Why? Because the remains of the ancient city are falling apart. And archaeology is destructive by nature. When you dig up a site – especially if you dig up walls made of anything but solid stone – what you find starts to deteriorate, immediately. The conservation situation at Pompeii is bad and getting worse.

It’s not for lack of expertise by the conservators – it’s just that no matter how much money you spend, walls without roofs and plaster on them are going to get damaged by exposure to the weather. The ‘pure’ thing, from the conservation perspective, is to avoid modern interventions at all costs. The only way to avoid roofing a site, and still conserve it, is reburial.

I can hear the howls already. I loved visiting the place myself. But 2.5 million visitors per year is unsustainable, and everybody knows it. If we want future generations to have anything to look at, something has to be done sooner rather than later.

My suggestion: start with street view. Add an ambient soundscape. Open it up to developers to create games and 3D reconstructions based on the archaeology of the city that people can enjoy on the interwebs. And then sell tickets to visit select areas of the site by lottery, with a drastically reduced number of visitors.

Sound harsh? Welcome to reality. If we're really thinking about conservation, we're planning for 1000 or 10,000 years. In most places, the only way to conserve a place for that long is reburial, with the occasional re-excavation as a special event.
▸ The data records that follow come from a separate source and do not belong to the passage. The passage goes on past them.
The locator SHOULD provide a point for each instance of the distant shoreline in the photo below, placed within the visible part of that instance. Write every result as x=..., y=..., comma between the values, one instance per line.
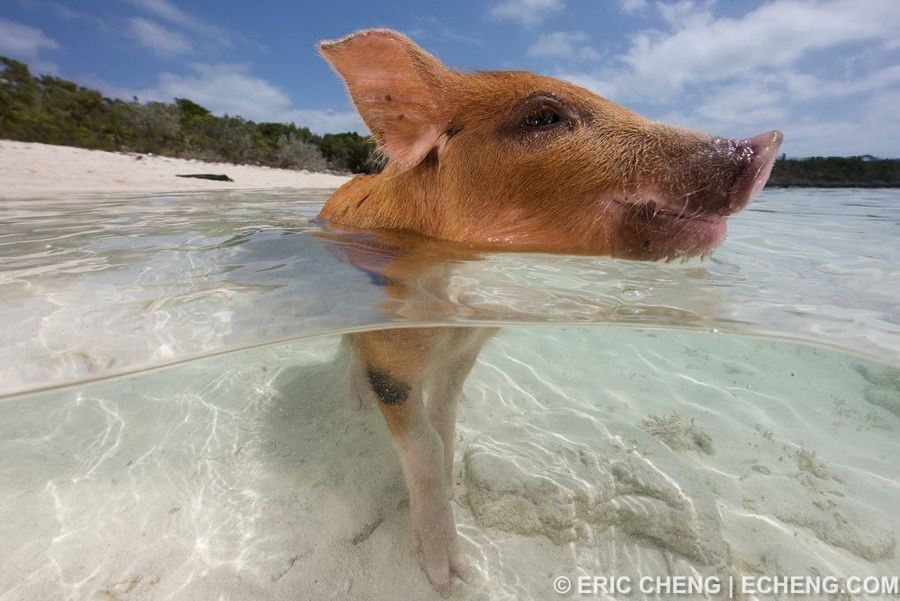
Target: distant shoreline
x=30, y=169
x=832, y=185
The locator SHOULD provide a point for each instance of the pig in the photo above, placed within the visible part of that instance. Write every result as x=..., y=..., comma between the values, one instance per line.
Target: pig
x=508, y=161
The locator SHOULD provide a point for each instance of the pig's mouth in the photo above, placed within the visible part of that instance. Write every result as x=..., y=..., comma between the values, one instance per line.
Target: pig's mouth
x=660, y=225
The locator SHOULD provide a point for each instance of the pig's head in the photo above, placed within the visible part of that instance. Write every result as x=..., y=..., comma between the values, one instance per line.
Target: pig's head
x=525, y=161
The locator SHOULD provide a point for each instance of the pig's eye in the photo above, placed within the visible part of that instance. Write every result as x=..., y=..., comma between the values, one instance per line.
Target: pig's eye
x=541, y=118
x=540, y=114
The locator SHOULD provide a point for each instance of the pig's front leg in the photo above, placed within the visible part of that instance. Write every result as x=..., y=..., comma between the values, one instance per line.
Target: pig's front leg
x=421, y=454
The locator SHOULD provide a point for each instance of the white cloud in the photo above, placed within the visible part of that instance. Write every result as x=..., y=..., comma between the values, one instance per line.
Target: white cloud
x=561, y=44
x=632, y=6
x=322, y=121
x=824, y=71
x=776, y=35
x=167, y=11
x=26, y=43
x=158, y=39
x=525, y=12
x=23, y=41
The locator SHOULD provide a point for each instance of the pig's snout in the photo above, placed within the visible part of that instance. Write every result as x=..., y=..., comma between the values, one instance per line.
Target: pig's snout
x=756, y=158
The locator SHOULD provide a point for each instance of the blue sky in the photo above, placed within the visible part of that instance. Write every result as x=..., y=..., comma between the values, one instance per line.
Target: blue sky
x=826, y=72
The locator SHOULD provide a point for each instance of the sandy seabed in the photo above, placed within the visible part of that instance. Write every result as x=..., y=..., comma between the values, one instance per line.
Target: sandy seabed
x=29, y=169
x=625, y=455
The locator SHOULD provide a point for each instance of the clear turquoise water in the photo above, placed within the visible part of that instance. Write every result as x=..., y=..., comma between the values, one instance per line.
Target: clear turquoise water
x=174, y=423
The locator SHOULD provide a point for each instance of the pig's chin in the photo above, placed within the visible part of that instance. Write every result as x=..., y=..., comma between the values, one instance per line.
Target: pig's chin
x=649, y=231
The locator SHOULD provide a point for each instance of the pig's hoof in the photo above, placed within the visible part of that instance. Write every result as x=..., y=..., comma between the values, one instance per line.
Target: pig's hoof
x=441, y=558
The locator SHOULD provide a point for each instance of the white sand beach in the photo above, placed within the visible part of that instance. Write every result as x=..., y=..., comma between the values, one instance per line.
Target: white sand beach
x=29, y=169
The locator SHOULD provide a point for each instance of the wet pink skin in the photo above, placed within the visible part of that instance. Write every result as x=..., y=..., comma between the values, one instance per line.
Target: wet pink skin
x=661, y=227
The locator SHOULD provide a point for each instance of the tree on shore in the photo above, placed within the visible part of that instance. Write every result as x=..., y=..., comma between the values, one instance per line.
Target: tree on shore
x=56, y=111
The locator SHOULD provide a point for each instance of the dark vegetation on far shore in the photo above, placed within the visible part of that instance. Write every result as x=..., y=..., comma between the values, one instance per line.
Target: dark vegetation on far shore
x=51, y=110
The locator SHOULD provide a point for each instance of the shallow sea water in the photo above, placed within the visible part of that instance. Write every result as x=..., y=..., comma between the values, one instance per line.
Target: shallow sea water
x=175, y=424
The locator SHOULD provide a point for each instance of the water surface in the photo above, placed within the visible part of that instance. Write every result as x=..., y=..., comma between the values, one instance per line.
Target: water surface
x=187, y=433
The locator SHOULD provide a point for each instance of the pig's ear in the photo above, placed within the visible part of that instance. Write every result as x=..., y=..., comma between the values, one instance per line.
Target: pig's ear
x=397, y=88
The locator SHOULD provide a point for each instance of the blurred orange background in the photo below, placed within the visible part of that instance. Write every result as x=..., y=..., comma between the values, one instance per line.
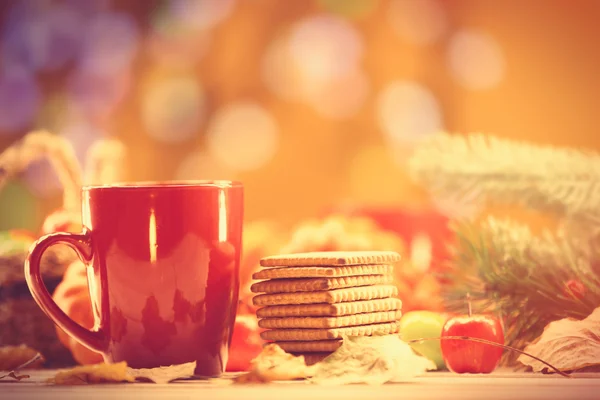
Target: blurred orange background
x=310, y=103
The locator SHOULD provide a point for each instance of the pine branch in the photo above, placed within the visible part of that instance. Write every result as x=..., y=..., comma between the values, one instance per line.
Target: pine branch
x=507, y=270
x=486, y=169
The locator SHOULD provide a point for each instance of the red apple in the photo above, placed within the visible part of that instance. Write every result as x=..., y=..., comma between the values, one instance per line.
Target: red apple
x=246, y=343
x=464, y=356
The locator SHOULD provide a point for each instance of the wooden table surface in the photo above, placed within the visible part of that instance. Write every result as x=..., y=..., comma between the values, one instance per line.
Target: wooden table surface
x=436, y=385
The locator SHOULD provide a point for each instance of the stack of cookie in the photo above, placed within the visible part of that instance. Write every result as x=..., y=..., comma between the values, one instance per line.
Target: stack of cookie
x=309, y=301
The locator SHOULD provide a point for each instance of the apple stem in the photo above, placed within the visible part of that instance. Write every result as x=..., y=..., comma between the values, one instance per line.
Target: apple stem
x=472, y=339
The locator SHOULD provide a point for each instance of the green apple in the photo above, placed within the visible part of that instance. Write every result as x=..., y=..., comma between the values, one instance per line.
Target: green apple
x=424, y=324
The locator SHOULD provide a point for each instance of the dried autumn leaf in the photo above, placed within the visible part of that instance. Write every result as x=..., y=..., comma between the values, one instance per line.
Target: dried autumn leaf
x=274, y=364
x=97, y=373
x=165, y=374
x=568, y=344
x=12, y=357
x=373, y=360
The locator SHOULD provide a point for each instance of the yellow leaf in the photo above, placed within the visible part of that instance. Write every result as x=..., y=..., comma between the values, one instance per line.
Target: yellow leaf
x=12, y=357
x=567, y=344
x=274, y=364
x=97, y=373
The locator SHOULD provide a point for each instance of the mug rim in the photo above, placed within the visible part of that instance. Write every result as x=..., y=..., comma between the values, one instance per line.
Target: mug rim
x=168, y=184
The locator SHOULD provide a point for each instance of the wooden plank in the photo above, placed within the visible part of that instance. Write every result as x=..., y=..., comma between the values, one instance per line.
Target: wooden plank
x=445, y=386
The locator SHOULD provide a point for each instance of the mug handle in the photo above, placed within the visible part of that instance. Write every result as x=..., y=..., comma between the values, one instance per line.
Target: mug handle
x=82, y=244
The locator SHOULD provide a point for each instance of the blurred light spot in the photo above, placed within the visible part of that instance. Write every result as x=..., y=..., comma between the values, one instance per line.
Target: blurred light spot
x=421, y=252
x=172, y=44
x=340, y=98
x=370, y=173
x=19, y=99
x=355, y=9
x=325, y=47
x=204, y=14
x=110, y=43
x=41, y=176
x=317, y=63
x=41, y=39
x=243, y=136
x=81, y=134
x=202, y=166
x=408, y=112
x=23, y=213
x=87, y=7
x=280, y=73
x=456, y=208
x=173, y=109
x=475, y=59
x=420, y=22
x=97, y=95
x=42, y=180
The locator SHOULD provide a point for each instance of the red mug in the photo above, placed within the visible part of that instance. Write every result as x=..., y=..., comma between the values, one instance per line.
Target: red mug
x=162, y=263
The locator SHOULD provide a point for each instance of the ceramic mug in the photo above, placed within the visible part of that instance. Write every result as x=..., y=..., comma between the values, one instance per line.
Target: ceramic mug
x=162, y=263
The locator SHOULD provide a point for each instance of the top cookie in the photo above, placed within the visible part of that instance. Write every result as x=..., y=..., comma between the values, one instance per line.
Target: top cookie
x=331, y=258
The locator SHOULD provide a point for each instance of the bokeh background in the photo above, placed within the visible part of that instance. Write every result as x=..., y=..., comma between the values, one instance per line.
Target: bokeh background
x=311, y=103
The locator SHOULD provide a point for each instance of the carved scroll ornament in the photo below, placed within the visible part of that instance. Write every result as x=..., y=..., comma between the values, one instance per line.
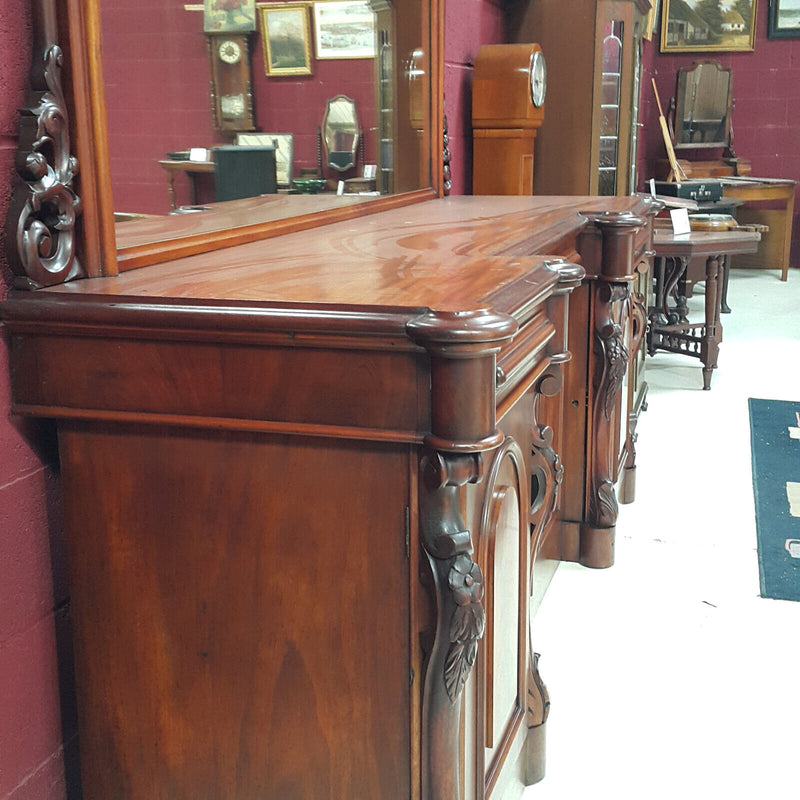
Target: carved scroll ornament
x=45, y=231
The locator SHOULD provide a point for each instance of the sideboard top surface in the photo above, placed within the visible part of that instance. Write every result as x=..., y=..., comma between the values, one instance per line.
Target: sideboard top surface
x=443, y=255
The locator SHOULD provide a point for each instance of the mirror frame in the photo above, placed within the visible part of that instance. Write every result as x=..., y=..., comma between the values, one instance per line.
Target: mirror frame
x=680, y=102
x=326, y=149
x=68, y=32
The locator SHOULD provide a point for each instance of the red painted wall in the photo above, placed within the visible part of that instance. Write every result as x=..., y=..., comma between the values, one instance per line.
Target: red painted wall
x=766, y=90
x=156, y=50
x=33, y=609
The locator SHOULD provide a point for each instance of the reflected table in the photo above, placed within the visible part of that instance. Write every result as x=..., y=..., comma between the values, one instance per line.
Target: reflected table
x=190, y=168
x=669, y=328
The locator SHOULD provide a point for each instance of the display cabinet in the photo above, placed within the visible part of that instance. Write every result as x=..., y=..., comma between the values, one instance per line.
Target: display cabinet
x=588, y=142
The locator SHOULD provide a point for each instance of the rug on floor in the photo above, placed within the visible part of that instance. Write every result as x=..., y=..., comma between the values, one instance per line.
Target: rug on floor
x=775, y=450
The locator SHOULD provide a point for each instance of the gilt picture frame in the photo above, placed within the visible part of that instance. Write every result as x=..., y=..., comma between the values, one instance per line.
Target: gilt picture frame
x=783, y=19
x=344, y=29
x=286, y=36
x=229, y=16
x=701, y=26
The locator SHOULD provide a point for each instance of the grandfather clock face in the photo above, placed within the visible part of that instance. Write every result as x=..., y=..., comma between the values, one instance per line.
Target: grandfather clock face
x=538, y=78
x=231, y=81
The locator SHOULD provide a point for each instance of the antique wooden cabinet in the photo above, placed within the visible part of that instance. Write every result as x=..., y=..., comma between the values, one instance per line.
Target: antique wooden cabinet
x=307, y=488
x=588, y=142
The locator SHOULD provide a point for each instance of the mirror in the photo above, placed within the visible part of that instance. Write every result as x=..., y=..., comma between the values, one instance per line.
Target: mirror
x=702, y=115
x=104, y=78
x=340, y=133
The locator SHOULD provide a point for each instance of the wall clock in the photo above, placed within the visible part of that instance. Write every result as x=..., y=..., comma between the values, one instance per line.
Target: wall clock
x=508, y=93
x=231, y=81
x=538, y=78
x=229, y=51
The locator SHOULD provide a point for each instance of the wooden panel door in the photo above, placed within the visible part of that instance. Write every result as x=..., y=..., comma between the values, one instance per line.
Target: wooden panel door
x=242, y=612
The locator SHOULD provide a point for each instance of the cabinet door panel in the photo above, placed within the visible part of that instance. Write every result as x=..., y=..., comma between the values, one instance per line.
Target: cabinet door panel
x=243, y=608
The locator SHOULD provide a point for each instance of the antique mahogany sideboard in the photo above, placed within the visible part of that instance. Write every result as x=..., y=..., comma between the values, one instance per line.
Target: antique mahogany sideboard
x=307, y=484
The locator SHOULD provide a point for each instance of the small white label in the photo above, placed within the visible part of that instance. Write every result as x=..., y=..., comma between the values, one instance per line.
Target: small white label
x=793, y=496
x=793, y=547
x=680, y=221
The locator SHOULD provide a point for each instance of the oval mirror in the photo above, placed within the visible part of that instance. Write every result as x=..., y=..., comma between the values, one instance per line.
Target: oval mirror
x=340, y=133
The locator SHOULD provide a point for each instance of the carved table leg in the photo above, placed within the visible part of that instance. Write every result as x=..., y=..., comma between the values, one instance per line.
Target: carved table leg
x=724, y=266
x=538, y=707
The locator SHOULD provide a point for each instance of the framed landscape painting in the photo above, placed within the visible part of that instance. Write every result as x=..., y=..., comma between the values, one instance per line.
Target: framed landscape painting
x=707, y=25
x=286, y=33
x=784, y=19
x=344, y=29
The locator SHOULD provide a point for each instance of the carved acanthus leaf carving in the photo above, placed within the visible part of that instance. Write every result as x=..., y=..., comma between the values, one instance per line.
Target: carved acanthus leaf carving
x=610, y=341
x=46, y=225
x=467, y=625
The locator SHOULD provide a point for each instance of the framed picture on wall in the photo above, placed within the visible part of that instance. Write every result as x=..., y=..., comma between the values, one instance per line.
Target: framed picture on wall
x=652, y=19
x=344, y=29
x=286, y=34
x=707, y=25
x=784, y=19
x=225, y=16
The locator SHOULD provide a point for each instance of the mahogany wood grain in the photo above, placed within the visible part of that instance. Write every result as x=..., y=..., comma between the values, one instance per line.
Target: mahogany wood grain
x=290, y=467
x=224, y=641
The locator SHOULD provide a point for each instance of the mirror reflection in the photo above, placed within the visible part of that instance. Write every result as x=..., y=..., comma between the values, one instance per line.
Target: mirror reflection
x=176, y=92
x=703, y=105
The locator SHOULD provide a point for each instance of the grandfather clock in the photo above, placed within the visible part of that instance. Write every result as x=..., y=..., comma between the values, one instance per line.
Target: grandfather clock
x=507, y=110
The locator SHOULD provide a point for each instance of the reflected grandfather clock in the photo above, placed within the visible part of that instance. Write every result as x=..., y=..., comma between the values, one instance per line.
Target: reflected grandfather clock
x=231, y=81
x=507, y=110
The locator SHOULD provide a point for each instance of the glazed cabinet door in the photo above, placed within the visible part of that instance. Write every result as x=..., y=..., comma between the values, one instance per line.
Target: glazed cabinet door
x=242, y=605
Technologies like street view are an incredible blessing for archaeology because they let excavators show off a permanent, 3D exhibition of their finds. And if you want to rebury the site, you can, while allowing the public to visit the spaces. If the recording is multi-spectral and high-resolution enough, you could do a lot of scholarship while the ruins sleep safely underground.

29 March 2009

Music to Dig By: Souxsie and the Banshees, 'Cities in Dust'

An awesome pop song about the destruction of Pompeii. The video has lots of lava, models of body molds and dancing skeletons. As a bonus prize, we also get Budgie painted white doing interpretive dance about what it's like to have hot ash fill your mouth. Goths heart old stuff. Need I say more?